This study aims to analyze the learning curve of the single surgeon by evaluating the changes of clinical outcomes out of the first 120 consecutive LPDs via a prospective staged approach, and share our experience to overcome the learning curve.


Materials and methods

All data of patients were reviewed retrospectively from a prospective database. From September 2012 to July 2015, a series of consecutive LPDs performed by the same surgeon (Dr. Yi-Ping Mou) in the Sir Run Run Shaw Hospital (from September 2012 to June 2015) and the Zhejiang Provincial People’s Hospital (from June 2015 to July 2015) were identified. All the patients had a backup for its perioperative data and recorded video reviewed afterwards. The surgeon had prior experience with OPD and laparoscopic procedure such as radical gastrectomy, distal or central pancreatectomy. All patients were informed of the potential benefits and risks of LPD preoperatively with written consents. And the protocols were conducted following the approval of the Institutional Review Board.

Patients with superior mesenteric vein (SMV)/portal vein (PV) reconstruction and combined multi-visceral resection were excluded. All the data were retrospectively reviewed, including demographic data, operative time (OT), estimated blood loss (EBL), diameter of main pancreatic duct (MPD) and common bile duct (CBD), 90-day morbidity and mortality, LOS, and pathologic results.
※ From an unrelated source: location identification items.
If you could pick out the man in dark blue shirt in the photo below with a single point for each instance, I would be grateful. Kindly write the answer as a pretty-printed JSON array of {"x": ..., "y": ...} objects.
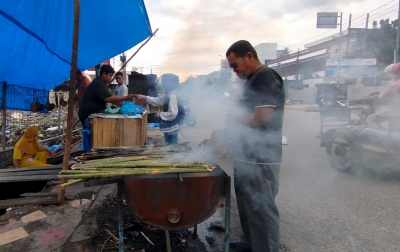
[{"x": 256, "y": 138}]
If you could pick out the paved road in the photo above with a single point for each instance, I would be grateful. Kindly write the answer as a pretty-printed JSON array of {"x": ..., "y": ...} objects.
[{"x": 322, "y": 209}]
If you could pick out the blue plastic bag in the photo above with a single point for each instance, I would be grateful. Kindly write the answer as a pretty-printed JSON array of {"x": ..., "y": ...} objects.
[{"x": 129, "y": 108}]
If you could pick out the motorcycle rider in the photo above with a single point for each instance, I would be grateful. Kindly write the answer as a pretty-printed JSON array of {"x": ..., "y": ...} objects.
[{"x": 392, "y": 93}]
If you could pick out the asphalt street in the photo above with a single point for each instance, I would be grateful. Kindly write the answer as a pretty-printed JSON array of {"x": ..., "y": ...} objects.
[{"x": 321, "y": 209}]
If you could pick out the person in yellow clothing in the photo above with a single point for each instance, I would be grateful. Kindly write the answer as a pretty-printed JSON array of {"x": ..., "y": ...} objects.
[{"x": 28, "y": 152}]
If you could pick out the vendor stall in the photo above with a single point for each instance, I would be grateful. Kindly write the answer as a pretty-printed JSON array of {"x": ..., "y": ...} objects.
[{"x": 118, "y": 130}]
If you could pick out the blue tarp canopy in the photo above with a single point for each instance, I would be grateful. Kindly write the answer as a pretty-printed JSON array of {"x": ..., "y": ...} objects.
[{"x": 36, "y": 40}]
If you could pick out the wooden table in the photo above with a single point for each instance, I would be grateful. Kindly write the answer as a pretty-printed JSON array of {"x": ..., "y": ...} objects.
[{"x": 118, "y": 130}]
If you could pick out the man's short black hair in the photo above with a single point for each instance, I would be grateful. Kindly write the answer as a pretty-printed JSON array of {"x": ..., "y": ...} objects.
[
  {"x": 241, "y": 48},
  {"x": 106, "y": 69}
]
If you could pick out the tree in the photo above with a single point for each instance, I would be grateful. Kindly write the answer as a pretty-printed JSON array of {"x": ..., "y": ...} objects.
[{"x": 381, "y": 41}]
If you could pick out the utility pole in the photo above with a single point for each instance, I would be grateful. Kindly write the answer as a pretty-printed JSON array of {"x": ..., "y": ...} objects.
[
  {"x": 340, "y": 47},
  {"x": 365, "y": 34},
  {"x": 348, "y": 37},
  {"x": 396, "y": 59},
  {"x": 297, "y": 64}
]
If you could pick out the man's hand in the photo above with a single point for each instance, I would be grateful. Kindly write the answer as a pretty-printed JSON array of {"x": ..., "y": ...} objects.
[{"x": 129, "y": 97}]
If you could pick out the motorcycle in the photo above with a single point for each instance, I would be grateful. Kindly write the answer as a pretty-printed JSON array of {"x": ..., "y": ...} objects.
[{"x": 189, "y": 120}]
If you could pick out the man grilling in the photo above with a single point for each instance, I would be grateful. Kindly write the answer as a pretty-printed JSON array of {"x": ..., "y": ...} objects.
[{"x": 256, "y": 137}]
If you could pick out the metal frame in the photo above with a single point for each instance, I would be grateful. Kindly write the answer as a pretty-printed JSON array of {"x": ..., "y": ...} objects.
[{"x": 120, "y": 193}]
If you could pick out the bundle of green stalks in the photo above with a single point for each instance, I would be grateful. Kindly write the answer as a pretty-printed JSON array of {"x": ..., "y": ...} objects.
[{"x": 152, "y": 164}]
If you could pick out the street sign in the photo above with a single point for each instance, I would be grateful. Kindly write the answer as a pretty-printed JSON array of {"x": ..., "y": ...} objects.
[{"x": 327, "y": 19}]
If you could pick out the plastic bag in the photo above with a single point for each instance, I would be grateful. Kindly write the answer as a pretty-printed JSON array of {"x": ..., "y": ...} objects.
[
  {"x": 128, "y": 108},
  {"x": 109, "y": 110}
]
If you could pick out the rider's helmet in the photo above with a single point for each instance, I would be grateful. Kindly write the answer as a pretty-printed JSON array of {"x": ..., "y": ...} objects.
[{"x": 393, "y": 69}]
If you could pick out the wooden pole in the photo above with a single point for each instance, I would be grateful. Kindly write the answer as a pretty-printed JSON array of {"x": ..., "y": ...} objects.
[
  {"x": 70, "y": 118},
  {"x": 126, "y": 62}
]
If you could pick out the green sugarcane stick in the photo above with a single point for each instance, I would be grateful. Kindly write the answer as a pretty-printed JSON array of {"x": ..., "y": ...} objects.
[
  {"x": 136, "y": 170},
  {"x": 122, "y": 166},
  {"x": 70, "y": 183}
]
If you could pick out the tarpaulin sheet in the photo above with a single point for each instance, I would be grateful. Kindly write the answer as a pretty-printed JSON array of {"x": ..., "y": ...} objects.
[{"x": 36, "y": 37}]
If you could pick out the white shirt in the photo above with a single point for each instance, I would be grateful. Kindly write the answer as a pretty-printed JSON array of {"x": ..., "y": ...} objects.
[{"x": 121, "y": 90}]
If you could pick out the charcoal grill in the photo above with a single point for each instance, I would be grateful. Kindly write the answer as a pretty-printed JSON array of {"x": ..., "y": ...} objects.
[{"x": 173, "y": 201}]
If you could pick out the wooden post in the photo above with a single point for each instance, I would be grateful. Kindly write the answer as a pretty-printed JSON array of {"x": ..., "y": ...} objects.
[
  {"x": 70, "y": 118},
  {"x": 4, "y": 112}
]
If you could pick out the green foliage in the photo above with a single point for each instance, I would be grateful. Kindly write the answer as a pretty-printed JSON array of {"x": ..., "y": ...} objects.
[{"x": 381, "y": 41}]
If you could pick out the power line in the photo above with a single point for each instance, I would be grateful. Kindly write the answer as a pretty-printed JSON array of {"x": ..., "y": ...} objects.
[{"x": 346, "y": 23}]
Postoperative pancreatic fistula (POPF) was defined and graded according to the criteria of International Study Group of Pancreatic Fistula (ISGPF) (7). POPF graded B and C were considered as clinically relevant. Other major postoperative complications were defined and graded by the consensus of International Study Group of Pancreatic Surgery (ISGPS) including delayed gastric emptying (DGE) and post-pancreatectomy hemorrhage (8,9). Bile leakage was defined by the definition of the International Study Group of Liver Surgery (ISGLS) (10).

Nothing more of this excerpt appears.